Does anybody know a backup widget or Adobe air widget to Windows Live for mac? Microsoft offers 25 GB free for the registered users. In windows there are some apps to drag-drop files there and Messenger, if I remember correctly. Or at least how to mount drive to desktop like WebDAV services to use backup application?
Glad to hear the comments about SafeCopy, I'll give it a spin shortly...
My comments on Safe Copy :
I have 4 client using Safe Copy, all of which have multiple computers, incl PC/MAC mixed networks.
2 Clients have not had a single problem both for their MACs and PCs. However, the other 2 have had problems. One running Snow Leopard has had crashing/freezing and seeming like it takes forever for the inital backup. This client is very much skepical. Also a client running Windows 7 64Bit has has Many issues with Safe Copy crashing and not running at ALL. The install goes fine but when you try and configure/run Safe Copy it crahses.
I spoke to TECH SUPPORT about this and they said this is a known issue with some
Win 7 64 bit machines and they are working on a patch. This was a month ago.

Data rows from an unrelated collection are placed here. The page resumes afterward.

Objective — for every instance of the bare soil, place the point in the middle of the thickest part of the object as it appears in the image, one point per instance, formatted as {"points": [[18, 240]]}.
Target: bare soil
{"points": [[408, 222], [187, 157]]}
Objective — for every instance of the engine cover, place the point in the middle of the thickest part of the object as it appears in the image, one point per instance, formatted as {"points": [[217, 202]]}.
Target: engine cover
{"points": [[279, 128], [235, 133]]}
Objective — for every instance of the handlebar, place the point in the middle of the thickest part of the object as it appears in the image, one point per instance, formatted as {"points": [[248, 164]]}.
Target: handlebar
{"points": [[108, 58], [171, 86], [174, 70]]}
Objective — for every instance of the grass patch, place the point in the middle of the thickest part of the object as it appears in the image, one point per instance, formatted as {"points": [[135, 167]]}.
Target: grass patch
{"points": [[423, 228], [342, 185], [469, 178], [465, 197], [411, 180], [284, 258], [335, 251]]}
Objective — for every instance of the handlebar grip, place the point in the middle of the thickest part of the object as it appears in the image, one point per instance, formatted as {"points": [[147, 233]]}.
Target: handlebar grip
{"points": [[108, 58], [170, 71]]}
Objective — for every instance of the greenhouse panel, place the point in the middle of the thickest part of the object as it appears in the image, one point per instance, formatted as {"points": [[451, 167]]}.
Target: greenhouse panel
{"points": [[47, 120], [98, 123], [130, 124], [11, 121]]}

Overall, I like the interface and cost of Safe Copy as a solution. However, as for giving you a piece of mind for security, it's lacking in this department.

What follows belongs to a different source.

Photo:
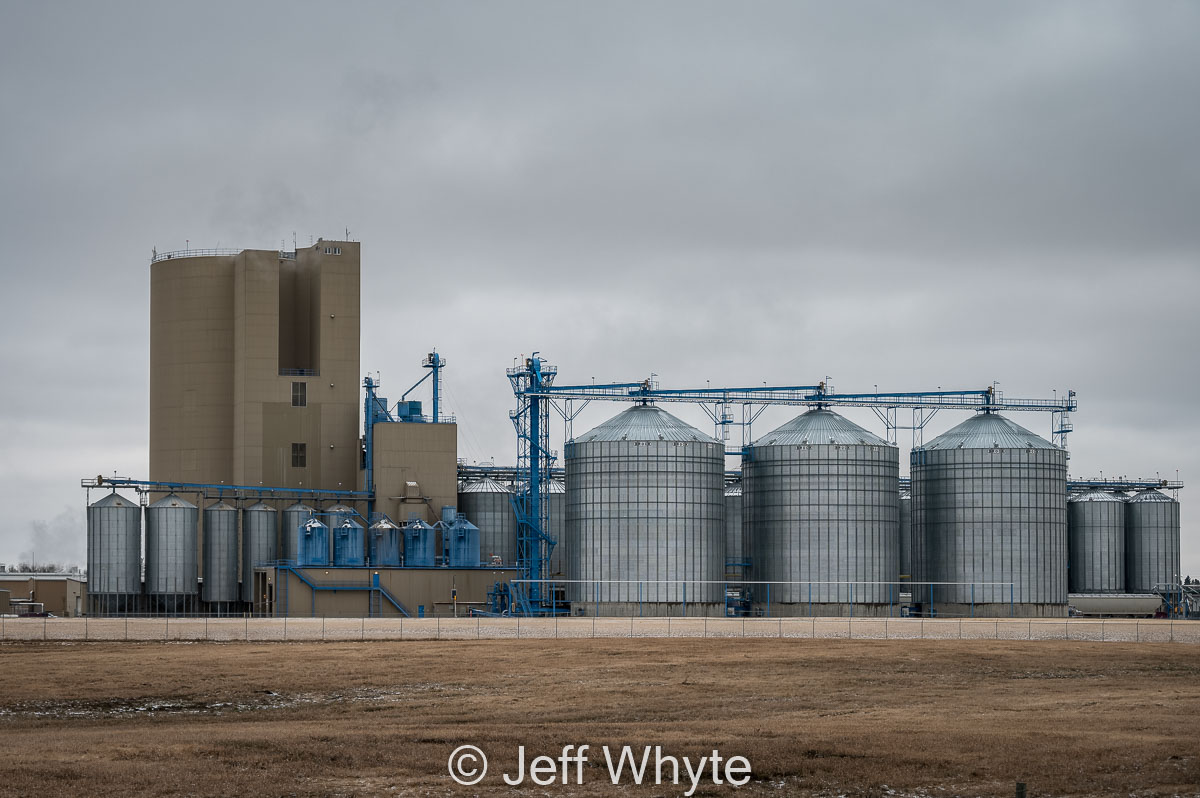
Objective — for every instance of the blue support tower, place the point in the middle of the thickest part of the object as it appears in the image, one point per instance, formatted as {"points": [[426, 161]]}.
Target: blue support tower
{"points": [[534, 460]]}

Please, ANY comments on Safe Copy would be vert much appreciated.
Troy from SafeCopy here. We saw the comment by Nairster and would be happy to help. Sorry to hear about the problem you had. Things should definitely run well for you on both the Mac and Win7 side of things. We looked through our support tickets and couldn't find anything connected to your symptoms but would be happy to help. We are here at firstname.lastname@example.org. Thanks, Troy
I just uninstalled carbonite. It was a nightmare. Several Mac Bugs never allowed a full storage upload, Their response was to send a laundry list of files I had to pause to allow the upload to continue. You cannot drag and drop files form external hard drives making this a half baked storage system. I run two external drives, one for file storage and one virtual machine. My long term device crashed last year and I lost years of files. Due to the tremendous volume of my graphics files uploading to the desktop to upload is not an option. Still searching for the perfect solution. And the kicker no refund from Carbonite even though their product never "worked" for me. $54.99 wiser.
I was about to trial iDrive, but after I signed up I saw this:
"Refer Friends - Get 10 GB Free!
Share the benefits of the IDrive online backup solution with ALL of your contacts* and get an additional 10 GB free backup space. "
In other words, if you spam *everyone* in your contact list, which in my case includes work contacts, then you'll get more free storage.
To me, this is completely inappropriate netiquette for a serious company, and I've figured that if the decision makers there are capable of approving this kind of thing, what other doubtful choices will they make in other areas like security or privacy or selling my email address???
This was disappointing, because they looked quite good on the surface. My main concern was that I want to choose how frequently I back up, which they can do, because if I'm working on say a 30MB spreadsheet and saving it every 5 mins or so, I don't want it constantly being uploaded in the background, daily is more than enough given that I also have Time Capsule on-site.
Oh there i go for sure i would to say Safecopy backup is just so perfect for me and so compatible with my mac compute as well.I have now used it for one year.And i also love Dropbox for it is a very good online backup service when it comes to sharing of files.